Look, Conor, I’m as intrigued as anyone at the Paul/Frank bill that would end the federal prohibition on pot use. In fact, it’s something of a shame that it’s taken two crusty white men to introduce legislation that would improve the lives of a few million young black men. Were there no better opportunities? Was there no one else in Washington who tried drugs as a youth and whose trajectory to power would have been halted by an arrest for possession? None of the last three Presidents? Anyway.
Unfortunately, Conor’s taken too deep of a drag on this story:
Are Republicans serious when they say that the federal government should cede power to the states? Where do liberal Democrats really stand on drug prohibition? Congress must now confront those questions, thanks to Reps. Ron Paul and Barney Frank. [...]
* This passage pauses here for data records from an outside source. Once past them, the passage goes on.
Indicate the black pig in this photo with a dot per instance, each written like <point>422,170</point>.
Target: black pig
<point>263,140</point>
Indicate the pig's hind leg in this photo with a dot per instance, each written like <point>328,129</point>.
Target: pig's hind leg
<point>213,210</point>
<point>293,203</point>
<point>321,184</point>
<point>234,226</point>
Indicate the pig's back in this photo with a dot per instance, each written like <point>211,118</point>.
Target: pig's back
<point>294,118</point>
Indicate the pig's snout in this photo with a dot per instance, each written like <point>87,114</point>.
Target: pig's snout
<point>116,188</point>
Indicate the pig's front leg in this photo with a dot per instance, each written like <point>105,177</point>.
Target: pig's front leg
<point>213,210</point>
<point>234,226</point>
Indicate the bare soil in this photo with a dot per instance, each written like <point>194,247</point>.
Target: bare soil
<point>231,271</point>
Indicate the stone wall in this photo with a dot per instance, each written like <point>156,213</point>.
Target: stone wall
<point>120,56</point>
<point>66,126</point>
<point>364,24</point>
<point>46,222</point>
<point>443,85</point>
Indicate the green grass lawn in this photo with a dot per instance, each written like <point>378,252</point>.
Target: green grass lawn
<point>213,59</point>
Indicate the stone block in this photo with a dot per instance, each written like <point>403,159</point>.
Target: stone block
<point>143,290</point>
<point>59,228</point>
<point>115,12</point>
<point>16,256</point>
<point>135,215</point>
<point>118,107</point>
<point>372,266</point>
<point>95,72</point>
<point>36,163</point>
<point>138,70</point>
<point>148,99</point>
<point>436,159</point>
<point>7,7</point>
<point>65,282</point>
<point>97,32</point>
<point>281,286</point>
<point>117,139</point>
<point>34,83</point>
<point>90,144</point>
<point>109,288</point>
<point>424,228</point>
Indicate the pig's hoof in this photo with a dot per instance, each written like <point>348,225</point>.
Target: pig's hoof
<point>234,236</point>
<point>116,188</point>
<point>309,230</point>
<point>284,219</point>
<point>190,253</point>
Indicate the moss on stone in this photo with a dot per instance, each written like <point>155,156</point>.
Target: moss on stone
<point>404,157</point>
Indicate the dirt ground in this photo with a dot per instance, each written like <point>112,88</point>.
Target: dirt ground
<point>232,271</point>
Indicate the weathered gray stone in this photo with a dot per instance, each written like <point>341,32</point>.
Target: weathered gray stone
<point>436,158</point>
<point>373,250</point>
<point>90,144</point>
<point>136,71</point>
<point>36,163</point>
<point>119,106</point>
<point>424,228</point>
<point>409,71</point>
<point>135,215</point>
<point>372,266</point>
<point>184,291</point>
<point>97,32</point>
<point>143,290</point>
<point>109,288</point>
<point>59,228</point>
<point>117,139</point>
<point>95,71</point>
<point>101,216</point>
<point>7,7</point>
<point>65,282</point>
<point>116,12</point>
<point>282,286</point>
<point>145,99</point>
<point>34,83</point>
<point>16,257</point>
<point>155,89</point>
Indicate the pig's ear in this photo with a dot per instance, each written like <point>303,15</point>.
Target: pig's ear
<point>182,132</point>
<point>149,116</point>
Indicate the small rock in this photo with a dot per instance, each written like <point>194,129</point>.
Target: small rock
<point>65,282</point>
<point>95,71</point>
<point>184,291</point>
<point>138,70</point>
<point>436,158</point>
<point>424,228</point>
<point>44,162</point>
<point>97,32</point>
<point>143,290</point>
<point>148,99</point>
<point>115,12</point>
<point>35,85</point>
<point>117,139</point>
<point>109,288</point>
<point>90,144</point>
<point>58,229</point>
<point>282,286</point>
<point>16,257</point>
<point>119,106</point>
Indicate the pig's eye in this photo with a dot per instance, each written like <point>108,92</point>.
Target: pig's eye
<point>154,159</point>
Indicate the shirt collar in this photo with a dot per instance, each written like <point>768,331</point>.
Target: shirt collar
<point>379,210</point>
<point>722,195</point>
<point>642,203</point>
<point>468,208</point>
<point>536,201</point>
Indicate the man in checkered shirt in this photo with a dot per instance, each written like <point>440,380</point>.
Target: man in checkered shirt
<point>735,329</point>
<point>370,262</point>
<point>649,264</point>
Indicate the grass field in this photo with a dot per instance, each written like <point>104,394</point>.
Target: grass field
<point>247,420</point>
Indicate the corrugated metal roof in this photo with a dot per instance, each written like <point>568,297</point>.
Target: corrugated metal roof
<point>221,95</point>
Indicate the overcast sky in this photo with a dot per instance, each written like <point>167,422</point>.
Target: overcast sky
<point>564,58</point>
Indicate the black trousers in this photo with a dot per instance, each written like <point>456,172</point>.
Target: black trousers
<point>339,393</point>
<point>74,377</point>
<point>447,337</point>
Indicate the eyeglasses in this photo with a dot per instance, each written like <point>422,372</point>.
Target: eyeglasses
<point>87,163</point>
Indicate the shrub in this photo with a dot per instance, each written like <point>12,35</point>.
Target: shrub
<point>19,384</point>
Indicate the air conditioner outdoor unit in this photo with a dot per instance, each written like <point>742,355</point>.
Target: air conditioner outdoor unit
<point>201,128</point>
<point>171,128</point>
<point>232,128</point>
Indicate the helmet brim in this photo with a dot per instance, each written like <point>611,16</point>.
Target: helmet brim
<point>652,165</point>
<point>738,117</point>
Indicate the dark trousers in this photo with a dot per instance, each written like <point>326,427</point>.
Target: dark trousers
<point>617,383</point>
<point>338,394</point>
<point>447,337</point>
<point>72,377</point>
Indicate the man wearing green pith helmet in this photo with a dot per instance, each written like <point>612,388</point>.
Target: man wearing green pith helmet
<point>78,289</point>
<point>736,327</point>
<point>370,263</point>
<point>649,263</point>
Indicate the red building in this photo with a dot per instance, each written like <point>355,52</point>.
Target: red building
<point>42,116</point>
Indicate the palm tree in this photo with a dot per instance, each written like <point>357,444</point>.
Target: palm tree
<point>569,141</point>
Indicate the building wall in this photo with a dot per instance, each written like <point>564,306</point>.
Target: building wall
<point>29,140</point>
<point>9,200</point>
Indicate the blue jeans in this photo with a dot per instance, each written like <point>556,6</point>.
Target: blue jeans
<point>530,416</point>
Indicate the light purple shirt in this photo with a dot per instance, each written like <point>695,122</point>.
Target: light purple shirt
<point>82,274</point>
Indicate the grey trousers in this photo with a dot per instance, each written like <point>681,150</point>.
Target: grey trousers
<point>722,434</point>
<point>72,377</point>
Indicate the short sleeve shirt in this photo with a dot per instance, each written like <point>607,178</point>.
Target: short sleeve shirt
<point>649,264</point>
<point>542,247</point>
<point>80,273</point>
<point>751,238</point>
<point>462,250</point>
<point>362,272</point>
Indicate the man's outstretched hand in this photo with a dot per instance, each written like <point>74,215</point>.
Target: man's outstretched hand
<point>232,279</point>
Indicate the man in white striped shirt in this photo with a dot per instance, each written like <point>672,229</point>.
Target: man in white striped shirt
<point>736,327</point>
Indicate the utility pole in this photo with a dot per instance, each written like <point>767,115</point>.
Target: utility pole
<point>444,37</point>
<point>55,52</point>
Hailed as the first bill of its kind to be introduced in Congress – that’s expected to happen later today – its states’ rights approach is significant, and forces defenders of federal drug policy into their weakest position.
Of course, the bill is likely to fail anyway. In killing it, however, various hypocrisies will be highlighted. As a result, federal prohibition of marijuana will wind up marginally less tenable than before.
Right. That’s the one thing the legislature can’t handle. Hypocrisy. Oh, no, my position on one issue is inconsistent with my position on other issues. Let me kneel in Gethsemane and pray on the night before the vote. Abba, Father, all things are possible unto thee; take away this spliff from me: nevertheless not what I toke, but what thou tokest. Amen.